The Gerontology Institute’s Pension Action Center is part of the McCormack Graduate School at UMass Boston. It provides free legal assistance to low- and moderate-income workers, retirees and their survivors in the six New England states and Illinois whose pension benefits have been wrongfully denied. This is one in an occasional series of posts about cases the center pursues on behalf of its clients.
A 67-year old widow from Charlestown came to the Pension Action Center with a sad story and a serious problem. Her husband had worked cleaning offices as a member of the Service Employees International Union for over 30 years. But union pension fund officials told her she was not entitled to a survivor’s benefit as a result of his sudden death – just one day after signing forms to begin receiving his pension.
Last year on Aug. 9, the center’s client and her husband went to the fund’s office to fill out the paperwork necessary to start his pension payments. Under the Employee Retirement Income Security Act (ERISA), a married person has the right to a 50 percent survivor benefit upon the death of his or her spouse. That right can only be waived in a process strictly following ERISA’s rules, which specify that the person must make a knowing and informed waiver of his or her rights, must have an opportunity to rescind consent before the payments begin and must sign in the presence of a notary public. Clearly, the law very strongly favors spouses receiving survivor benefits, and provides numerous safeguards to protect against unwitting waivers.
In this case, the client and her husband had been presented with benefit election documents printed in English, even though the fund’s plan summary and all its forms were also available in Spanish and Portuguese. Our client, whose primary language is Spanish, does not speak or read English. Her husband chose a single-life benefit for his pension. Unfortunately, the client filled out the form agreeing to that selection and waived her right to a survivor benefit.
The next day, her husband died suddenly and unexpectedly. Several weeks after his death, the client went into the union pension fund’s office with her son and asked if she could revoke the election made the day before her husband’s death.

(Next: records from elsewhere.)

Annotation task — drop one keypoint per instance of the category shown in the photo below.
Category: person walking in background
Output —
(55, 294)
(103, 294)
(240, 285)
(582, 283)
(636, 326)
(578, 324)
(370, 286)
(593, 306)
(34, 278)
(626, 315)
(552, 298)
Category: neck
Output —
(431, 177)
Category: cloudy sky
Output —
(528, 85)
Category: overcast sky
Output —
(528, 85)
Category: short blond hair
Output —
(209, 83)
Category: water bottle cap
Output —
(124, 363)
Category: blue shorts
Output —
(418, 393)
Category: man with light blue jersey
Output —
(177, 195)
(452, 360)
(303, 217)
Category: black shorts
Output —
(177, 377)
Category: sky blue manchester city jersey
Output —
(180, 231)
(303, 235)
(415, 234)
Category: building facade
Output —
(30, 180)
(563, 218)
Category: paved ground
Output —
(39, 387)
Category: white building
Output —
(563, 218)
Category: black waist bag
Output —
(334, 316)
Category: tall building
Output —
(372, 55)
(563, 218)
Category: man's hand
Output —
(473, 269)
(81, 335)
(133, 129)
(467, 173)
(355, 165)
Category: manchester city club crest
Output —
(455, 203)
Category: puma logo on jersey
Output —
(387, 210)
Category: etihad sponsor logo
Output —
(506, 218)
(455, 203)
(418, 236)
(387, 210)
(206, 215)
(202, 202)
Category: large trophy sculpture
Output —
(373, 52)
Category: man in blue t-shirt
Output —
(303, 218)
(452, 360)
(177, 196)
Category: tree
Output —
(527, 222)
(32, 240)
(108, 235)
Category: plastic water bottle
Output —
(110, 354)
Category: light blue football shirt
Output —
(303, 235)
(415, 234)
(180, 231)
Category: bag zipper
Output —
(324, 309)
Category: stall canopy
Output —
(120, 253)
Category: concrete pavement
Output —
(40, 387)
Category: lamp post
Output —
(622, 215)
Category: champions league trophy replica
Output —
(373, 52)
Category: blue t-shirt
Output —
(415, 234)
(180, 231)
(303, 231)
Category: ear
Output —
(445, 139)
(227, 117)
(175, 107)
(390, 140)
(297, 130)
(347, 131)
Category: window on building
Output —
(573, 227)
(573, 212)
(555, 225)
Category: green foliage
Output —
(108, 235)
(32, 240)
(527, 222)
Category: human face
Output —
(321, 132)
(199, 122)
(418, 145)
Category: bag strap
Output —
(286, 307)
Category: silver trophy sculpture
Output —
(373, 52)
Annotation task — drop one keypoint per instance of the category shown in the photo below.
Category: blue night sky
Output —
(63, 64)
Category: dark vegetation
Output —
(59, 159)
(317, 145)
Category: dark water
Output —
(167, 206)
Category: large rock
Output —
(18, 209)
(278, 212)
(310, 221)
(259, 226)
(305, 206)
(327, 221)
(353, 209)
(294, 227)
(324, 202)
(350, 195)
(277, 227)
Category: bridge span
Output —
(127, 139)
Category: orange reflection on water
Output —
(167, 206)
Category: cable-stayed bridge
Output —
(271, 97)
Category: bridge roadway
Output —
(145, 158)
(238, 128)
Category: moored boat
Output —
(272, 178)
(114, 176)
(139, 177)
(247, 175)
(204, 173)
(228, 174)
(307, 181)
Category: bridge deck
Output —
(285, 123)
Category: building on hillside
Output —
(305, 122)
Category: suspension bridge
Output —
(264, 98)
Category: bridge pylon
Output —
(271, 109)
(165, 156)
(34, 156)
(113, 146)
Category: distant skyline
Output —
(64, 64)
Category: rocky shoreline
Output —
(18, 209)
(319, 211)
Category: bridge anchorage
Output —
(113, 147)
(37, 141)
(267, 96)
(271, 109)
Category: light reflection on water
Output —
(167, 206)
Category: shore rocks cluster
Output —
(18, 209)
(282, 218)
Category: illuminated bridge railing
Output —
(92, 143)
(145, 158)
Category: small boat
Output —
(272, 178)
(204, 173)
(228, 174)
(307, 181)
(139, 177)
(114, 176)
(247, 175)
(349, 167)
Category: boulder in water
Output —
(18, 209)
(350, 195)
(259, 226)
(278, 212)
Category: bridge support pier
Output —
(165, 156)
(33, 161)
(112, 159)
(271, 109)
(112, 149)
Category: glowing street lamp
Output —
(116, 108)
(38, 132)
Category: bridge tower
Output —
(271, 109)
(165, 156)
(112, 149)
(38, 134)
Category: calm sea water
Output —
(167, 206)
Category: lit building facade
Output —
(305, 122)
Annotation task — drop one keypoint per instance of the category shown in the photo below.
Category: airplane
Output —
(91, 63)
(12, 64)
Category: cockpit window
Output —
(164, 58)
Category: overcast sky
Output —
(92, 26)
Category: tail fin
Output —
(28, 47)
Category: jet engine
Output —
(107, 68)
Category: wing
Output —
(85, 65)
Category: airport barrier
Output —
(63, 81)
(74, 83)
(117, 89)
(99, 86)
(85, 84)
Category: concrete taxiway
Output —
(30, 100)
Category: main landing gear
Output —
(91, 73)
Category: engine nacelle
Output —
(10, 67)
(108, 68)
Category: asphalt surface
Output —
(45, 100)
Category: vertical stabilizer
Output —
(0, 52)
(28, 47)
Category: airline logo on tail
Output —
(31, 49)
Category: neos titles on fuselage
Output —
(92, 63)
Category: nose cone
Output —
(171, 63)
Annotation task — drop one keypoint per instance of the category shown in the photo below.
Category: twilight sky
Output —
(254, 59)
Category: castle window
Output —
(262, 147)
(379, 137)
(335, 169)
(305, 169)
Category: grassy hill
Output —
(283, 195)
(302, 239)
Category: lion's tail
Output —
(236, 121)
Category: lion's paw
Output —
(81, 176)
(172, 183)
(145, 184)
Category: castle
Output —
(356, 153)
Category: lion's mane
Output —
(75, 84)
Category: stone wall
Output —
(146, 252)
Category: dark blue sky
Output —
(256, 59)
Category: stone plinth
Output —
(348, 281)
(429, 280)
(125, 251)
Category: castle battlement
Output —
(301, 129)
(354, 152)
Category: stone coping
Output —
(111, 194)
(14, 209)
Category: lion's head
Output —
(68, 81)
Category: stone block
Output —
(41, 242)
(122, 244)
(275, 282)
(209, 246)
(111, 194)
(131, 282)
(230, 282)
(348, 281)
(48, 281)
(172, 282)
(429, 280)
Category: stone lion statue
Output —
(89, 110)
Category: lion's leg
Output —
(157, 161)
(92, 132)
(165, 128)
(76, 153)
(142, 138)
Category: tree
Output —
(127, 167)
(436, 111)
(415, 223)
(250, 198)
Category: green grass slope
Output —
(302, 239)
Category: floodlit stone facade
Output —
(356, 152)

She was not allowed to do so.
The woman and her son later contacted the Pension Action Center, which filed a claim on her behalf arguing three main points. The claim stated that the woman had the right to revoke her consent and the plan was required to accept that decision. It also stated that since her husband died before actually receiving any of his pension, she was entitled to a pre-retirement survivor’s benefit that should have been applied automatically upon his death. Finally, the claim asserted that the pension plan had breached its fiduciary duty to her by providing English-only forms.

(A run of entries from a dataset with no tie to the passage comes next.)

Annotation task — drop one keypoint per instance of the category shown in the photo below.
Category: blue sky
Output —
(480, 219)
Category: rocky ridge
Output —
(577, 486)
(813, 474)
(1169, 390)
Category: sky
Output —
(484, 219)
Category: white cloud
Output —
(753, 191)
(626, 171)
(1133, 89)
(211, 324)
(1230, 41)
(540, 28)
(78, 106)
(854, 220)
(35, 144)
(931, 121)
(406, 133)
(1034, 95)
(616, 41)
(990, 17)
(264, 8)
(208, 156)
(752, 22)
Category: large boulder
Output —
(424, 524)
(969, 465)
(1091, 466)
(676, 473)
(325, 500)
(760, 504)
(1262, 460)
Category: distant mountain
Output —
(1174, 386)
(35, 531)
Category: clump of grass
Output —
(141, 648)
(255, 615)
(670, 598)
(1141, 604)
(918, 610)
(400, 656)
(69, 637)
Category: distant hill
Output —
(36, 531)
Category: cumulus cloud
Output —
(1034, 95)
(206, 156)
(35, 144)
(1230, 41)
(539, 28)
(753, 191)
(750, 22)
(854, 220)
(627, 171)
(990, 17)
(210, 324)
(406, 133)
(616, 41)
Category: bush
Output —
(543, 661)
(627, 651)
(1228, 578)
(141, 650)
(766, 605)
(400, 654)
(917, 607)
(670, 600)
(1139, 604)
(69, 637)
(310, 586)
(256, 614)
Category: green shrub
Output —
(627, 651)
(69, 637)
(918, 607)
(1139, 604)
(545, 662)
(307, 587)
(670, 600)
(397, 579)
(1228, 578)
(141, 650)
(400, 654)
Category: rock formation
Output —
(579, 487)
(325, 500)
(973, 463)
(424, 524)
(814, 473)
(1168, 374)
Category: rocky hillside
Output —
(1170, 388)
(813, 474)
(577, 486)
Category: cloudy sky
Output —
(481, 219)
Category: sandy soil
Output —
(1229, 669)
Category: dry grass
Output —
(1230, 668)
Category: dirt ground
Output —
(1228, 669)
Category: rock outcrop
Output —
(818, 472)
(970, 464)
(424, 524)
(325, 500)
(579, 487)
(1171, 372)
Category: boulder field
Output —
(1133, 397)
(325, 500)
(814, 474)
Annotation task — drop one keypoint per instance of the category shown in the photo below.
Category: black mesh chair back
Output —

The plan ultimately relented, accepting the argument that the client had a right to revoke her consent and did indeed exercise it. The plan agreed to pay her the 50 percent survivor benefit retroactive to her husband’s death.

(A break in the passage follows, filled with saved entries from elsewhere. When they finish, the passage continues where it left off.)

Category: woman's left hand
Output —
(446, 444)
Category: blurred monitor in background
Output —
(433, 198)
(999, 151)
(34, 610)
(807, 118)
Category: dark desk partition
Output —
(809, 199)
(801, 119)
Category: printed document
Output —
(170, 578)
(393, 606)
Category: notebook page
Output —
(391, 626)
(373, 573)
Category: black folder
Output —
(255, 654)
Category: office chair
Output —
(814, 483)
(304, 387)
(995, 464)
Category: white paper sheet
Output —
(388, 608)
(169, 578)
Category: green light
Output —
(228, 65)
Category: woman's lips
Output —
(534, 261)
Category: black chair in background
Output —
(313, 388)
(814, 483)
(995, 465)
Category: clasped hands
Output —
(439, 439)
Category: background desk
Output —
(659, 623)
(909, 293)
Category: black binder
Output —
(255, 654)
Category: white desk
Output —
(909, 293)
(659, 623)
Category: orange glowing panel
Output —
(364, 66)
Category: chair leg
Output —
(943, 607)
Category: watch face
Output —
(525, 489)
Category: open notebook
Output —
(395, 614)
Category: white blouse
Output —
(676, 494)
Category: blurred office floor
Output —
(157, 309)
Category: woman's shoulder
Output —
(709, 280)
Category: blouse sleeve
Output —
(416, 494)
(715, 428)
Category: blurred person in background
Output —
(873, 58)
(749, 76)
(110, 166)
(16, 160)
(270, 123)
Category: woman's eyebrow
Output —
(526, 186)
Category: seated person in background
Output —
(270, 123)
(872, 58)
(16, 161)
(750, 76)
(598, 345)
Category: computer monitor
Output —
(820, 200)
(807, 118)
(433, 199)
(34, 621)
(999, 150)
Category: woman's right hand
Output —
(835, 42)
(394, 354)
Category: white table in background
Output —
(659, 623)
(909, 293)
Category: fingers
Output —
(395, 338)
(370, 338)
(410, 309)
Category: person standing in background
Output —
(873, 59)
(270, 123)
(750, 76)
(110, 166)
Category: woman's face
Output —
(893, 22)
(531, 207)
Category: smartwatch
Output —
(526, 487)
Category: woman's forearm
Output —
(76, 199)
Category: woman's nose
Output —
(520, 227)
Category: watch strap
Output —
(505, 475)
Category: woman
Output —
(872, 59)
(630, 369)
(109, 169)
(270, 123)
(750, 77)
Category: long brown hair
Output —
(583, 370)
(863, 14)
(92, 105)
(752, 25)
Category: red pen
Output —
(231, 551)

The client’s survivor benefit of $300 per month has a projected value of about $69,000.
“We were thrilled to help her achieve this victory,” said Jeanne Medeiros, director of the Pension Action Center. “This type of case illustrates how difficult it can be for beneficiaries to engage private-practice attorneys in pension cases. It’s just too small for many lawyers. But the amount of money at stake in this case means a great deal to our client and we were proud to help her secure the benefit she was owed.”